Bronx Bomber. 70-Year-Old Yankees Bat Girl Lives Out Her 60-Year-Old Dream

All good things come to those who stay the course.

Just look at the determination of 70 year old Gwen Goldman, rejected in her quest to be a Yankee bat girl in 1961.  Here she is in Yankee Stadium last week living out her 60 year dream.

And, she looks in great shape.

https://www.france24.com/en/video/20210630-gwen-goldman-serves-as-bat-girl-for-new-york-yankees-fulfilling-60-year-old-dream

Excerpted from The New York Times 6.29.2021

Rejected by the Yankees at age 10 because she was a girl, Gwen Goldman finally got her major league moment — six decades later.

Gwen Goldman has adored the Yankees for her entire life.

Her favorite player was the Hall of Fame outfielder Mickey Mantle. Her father used to take her to games as a girl, days she remembers now as a special time for the two of them to bond. When she was away at camp each summer, he would include clippings from The New York Times in his letters so she could stay up-to-date on her team.

So when she was 10, Goldman wrote the Yankees a letter asking to serve as their bat girl, the person responsible for helping to retrieve bats and fulfill other tasks during a game. But in the letter she received back, dated June 12, 1961, the Yankees’ general manager at the time, Roy Hamey, told her no.
Yankee batgirl II 6.29.2021.jpg
Yankee manager Aaron Boone, Gwen Goldman and her daughter

Girls, he said, did not belong in the dugout.

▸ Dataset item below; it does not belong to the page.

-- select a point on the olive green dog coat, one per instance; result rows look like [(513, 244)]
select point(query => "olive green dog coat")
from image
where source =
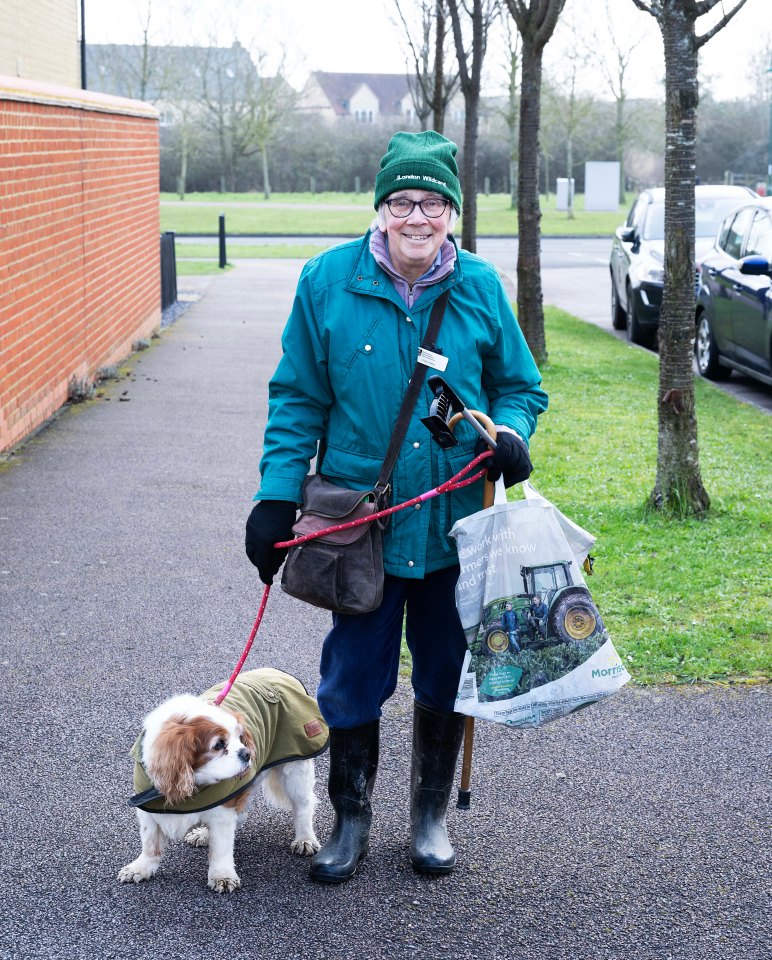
[(285, 724)]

“While we agree with you that girls are certainly as capable as boys, and no doubt would be an attractive addition on the playing field, I am sure you can understand that in a game dominated by men a young lady such as yourself would feel out of place in a dugout,” Hamey wrote.

Even though she had been rejected 60 years ago, she said she never held it against the team. But she kept Hamey’s response on a bulletin board at her home in Connecticut for decades.

“It wasn’t what I wanted to see, but they wrote me a letter and I’ve always loved them,” she said, adding later, “But I never in my wildest dreams ever thought that 60 years later, Brian Cashman would make this become a reality.”